Sustaining peace: Mechanisms, Partnerships and the Future of Peacebuilding in Africa

Closing remarks by H.E. Mr Mogens Lykketoft, President of the 70th session of the General Assembly, at Sustaining peace: Mechanisms, Partnerships and the Future of Peacebuilding in Africa

 12 May 2016

 

Honourable Ministers, Ambassador Kamau, Assistant Secretary-General Fernandez-Taranco, Excellencies, ladies and gentlemen, it is a pleasure to join you for this closing segment.

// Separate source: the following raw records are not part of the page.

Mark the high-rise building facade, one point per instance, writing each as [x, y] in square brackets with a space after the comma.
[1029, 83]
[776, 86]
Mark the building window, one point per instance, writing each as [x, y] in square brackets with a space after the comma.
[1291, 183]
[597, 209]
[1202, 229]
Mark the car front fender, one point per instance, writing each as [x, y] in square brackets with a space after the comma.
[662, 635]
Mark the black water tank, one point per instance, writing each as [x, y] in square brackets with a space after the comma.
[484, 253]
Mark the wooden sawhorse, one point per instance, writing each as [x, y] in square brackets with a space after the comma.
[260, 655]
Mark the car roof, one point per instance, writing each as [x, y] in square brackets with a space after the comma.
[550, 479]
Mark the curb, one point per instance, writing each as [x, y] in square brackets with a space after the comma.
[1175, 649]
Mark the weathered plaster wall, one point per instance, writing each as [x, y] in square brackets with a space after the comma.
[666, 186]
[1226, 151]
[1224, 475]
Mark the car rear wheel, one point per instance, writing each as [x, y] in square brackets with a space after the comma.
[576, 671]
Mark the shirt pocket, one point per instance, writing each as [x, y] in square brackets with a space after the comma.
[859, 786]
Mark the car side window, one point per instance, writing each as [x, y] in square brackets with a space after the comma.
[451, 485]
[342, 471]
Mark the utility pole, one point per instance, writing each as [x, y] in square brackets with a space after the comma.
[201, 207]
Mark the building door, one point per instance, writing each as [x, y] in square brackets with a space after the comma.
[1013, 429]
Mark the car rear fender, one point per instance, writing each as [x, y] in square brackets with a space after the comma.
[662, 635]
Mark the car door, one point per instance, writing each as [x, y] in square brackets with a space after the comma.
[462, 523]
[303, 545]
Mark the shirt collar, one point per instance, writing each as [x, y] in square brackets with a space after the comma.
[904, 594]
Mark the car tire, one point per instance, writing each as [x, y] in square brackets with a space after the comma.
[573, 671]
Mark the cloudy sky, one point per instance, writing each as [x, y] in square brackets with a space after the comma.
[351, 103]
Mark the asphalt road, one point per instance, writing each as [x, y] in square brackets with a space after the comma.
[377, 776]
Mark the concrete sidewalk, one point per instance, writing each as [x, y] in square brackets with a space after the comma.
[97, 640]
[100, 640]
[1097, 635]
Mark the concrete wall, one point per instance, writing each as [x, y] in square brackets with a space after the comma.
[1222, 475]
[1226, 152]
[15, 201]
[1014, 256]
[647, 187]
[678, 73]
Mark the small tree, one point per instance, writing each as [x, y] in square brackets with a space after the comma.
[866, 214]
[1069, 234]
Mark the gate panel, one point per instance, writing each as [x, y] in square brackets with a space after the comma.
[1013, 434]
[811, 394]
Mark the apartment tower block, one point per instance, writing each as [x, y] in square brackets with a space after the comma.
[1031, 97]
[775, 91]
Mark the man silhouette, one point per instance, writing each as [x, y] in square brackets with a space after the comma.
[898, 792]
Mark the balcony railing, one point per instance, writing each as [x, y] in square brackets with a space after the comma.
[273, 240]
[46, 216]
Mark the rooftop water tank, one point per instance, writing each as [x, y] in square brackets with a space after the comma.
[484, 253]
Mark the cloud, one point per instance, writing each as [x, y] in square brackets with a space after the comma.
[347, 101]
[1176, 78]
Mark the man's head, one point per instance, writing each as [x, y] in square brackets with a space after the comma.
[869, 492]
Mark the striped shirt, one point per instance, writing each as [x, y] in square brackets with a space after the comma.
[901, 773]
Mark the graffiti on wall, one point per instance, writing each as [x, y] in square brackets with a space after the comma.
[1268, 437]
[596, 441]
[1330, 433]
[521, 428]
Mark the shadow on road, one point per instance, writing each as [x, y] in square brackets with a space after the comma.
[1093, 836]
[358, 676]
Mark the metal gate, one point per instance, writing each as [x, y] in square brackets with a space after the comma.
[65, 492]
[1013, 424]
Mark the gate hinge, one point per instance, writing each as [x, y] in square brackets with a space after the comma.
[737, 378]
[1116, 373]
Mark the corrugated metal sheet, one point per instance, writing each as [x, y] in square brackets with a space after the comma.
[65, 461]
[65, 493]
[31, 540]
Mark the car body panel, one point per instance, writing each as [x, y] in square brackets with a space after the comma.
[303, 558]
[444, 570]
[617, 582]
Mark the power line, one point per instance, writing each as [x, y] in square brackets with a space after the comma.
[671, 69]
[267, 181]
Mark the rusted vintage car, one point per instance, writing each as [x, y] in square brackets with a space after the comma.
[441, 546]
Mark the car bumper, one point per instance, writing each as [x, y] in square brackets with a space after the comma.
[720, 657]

This morning’s event is extremely timely, coming as it does on the back of

the GA High Level Thematic Debate on peace and security and in the context of last month’s ground-breaking resolutions on peacebuilding.

During these last few months, perhaps inspired by multilateral breakthroughs in New York and Paris last year, I believe we have seen a consensus emerge around the need to change our tools and approach to respond to today’s and tomorrow’s threats to global peace and security.

This is extremely welcome.

Because, from our inability to uphold international humanitarian law to our tendency to invest more in managing conflicts than preventing them; from the rise of violent extremism to growing risks associated with the proliferation of nuclear weapons, global pandemics and large scale displacement,  the shortcomings of our current approach are evident right around the world.

The challenge now is to ensure that this emerging consensus leads to specific actions that transform our peace and security architecture.

The recent resolutions taking action on the outcome of the 2015 review of the UN Peacebuilding architecture, are an excellent starting point.

They help advance the concept of sustaining peace; place much greater emphasis on peacebuilding and prevention; call for greater partnerships and stress the need to reduce fragmentation including across the pillars of the UN and the UN system.

In terms of peacebuilding in Africa, however, important challenges remain.

First, is the need to secure predictable and sustained financing for peacebuilding.

As Ms. Leymah Gbowee alluded to on Tuesday, we cannot expect peace with peanuts; we cannot expect peace when the share of global resources going to peacebuilding is miniscule compared to that going to weapons and military expenditure.

 

Second, on the role of women.

 

From Resolution 1325 to the 2030 Agenda, from the Global Study to the Peacebuilding Review report, promoting gender equality and reflecting women’s needs in peacebuilding must be a priority as we move forward.

And third, is the issue of ownership and effectiveness.

 

Peacebuilding efforts will work best if they are owned by the communities in which peace must be build. It is essential therefore that the tools and systems we use engage those communities. Similiary, greater efforts must be made to involve regional and sub-regional organizations across the spectrum of sustaining peace. Furthermore, as we scale-up funding for peacebuilding, then we will have to scale up our capacity to monitor progress and deliver results.

Excellencies, I am very happy that the Office of the Special Adviser on Africa, the United Nations Peacebuilding Support Office (PBSO) and the African Union Commission (AUC) took the initiative to convene today’s meeting to raise such issues.

They remain at the heart of any discussion on the role of the United Nations in matters of peace and security today.

Indeed, successful peacebuilding in Africa will be one of the primary indicators that a new approach to maintaining peace and security is genuinely taking hold.

Thank you.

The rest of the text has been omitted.